An adjustable peg is a type of currency peg where a currency is pegged to another major currency, usually the US Dollar or Euro, but the peg allows for some fluctuation around the set level, and the acceptable limit of this fluctuation is regularly revised. This allows central banks to respond to changing economic conditions without officially abandoning the peg. An adjustable peg is considered a preliminary step towards a full float of a currency. For this reason, it is sometimes referred to as a dirty float.
A crawling peg is a closely related term where a currency trades in a narrow band around its fixed currency. This band may or not be adjusted frequently. Where it is, the crawling peg is also an adjustable one. All of these practices provide ways for policymakers to strike a balance between maintaining a strict currency peg and free-floating currency markets. Adjustable pegs first appeared following the introduction of the Bretton Woods system in the 1940s and have remained a feature of certain currency markets to this day, usually – but not always – in smaller, exotic currencies.

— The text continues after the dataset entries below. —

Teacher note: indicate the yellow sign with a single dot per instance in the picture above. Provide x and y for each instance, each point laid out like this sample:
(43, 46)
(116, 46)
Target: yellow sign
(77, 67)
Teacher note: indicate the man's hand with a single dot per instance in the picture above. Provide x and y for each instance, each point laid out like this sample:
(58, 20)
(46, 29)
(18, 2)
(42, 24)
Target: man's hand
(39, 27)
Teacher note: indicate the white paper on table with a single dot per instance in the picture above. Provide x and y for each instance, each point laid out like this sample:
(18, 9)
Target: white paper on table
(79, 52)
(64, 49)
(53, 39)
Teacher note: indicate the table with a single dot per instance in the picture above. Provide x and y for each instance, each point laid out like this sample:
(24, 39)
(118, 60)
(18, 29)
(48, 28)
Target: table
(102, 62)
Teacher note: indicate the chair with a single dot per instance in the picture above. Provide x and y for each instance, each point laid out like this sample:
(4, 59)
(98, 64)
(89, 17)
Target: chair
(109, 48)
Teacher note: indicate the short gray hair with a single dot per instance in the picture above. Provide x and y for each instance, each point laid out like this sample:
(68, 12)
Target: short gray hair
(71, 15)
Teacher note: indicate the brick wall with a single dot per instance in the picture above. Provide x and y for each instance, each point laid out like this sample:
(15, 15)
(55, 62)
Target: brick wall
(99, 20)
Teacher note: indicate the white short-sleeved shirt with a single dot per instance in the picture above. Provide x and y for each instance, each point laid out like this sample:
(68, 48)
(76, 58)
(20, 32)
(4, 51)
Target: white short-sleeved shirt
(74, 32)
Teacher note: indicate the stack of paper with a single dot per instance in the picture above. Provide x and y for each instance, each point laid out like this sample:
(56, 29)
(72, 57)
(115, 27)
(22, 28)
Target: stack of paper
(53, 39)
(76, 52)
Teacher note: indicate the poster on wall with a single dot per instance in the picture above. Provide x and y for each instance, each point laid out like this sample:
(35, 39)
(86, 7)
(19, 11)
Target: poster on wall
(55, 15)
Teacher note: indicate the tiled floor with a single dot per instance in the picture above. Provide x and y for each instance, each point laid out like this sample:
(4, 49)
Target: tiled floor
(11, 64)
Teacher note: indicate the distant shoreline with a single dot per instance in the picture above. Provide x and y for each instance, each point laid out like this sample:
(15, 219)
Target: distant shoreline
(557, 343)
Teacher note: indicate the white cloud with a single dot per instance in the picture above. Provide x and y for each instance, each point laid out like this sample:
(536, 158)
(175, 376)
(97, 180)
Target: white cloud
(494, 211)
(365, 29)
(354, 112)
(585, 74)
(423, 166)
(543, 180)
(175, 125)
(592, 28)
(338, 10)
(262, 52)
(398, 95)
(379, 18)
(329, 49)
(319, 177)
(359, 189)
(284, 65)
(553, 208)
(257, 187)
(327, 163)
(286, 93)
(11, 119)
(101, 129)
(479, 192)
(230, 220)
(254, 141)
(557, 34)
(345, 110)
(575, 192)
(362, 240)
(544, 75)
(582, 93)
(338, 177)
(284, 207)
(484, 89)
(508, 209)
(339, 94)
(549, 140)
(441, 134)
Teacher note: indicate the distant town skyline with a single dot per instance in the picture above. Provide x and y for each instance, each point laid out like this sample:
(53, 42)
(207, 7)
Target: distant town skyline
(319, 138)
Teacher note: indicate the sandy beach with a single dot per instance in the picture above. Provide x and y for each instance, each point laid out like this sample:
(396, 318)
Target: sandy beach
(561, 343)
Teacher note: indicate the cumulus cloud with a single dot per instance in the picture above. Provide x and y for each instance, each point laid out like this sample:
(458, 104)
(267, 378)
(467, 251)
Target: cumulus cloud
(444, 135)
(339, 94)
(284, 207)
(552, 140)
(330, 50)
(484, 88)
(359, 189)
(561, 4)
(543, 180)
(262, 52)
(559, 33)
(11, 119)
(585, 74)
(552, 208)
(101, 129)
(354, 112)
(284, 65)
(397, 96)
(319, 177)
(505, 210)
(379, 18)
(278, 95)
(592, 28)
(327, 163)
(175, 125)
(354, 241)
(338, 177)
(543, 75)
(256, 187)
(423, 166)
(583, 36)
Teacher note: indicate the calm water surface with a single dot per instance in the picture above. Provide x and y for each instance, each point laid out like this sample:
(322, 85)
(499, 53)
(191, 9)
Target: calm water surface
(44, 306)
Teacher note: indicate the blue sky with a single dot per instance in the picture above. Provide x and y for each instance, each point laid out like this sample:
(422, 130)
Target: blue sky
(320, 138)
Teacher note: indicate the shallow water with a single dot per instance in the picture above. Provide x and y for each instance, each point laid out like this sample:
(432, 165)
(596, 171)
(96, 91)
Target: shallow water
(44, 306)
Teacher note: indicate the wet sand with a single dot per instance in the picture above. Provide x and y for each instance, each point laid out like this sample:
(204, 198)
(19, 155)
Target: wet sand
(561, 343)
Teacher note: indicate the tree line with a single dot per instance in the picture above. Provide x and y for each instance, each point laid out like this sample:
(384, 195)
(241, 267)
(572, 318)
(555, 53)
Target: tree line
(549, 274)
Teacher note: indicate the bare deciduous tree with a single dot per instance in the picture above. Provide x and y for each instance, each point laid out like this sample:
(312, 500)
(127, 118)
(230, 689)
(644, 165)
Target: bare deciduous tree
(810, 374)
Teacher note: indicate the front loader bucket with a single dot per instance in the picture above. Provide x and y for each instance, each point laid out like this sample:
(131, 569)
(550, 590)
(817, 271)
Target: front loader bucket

If a currency peg is maintained, fluctuation in price will be limited to a certain range. That means there are fewer opportunities for volatility-seeking FX CFD traders in fixed markets than free-floating ones, but it is still possible to trade pegged currencies. When a peg is suddenly abandoned, it can cause extreme volatility. This can happen without any warning, as in the case of the Swiss franc scrapping its peg to the Euro in 2015.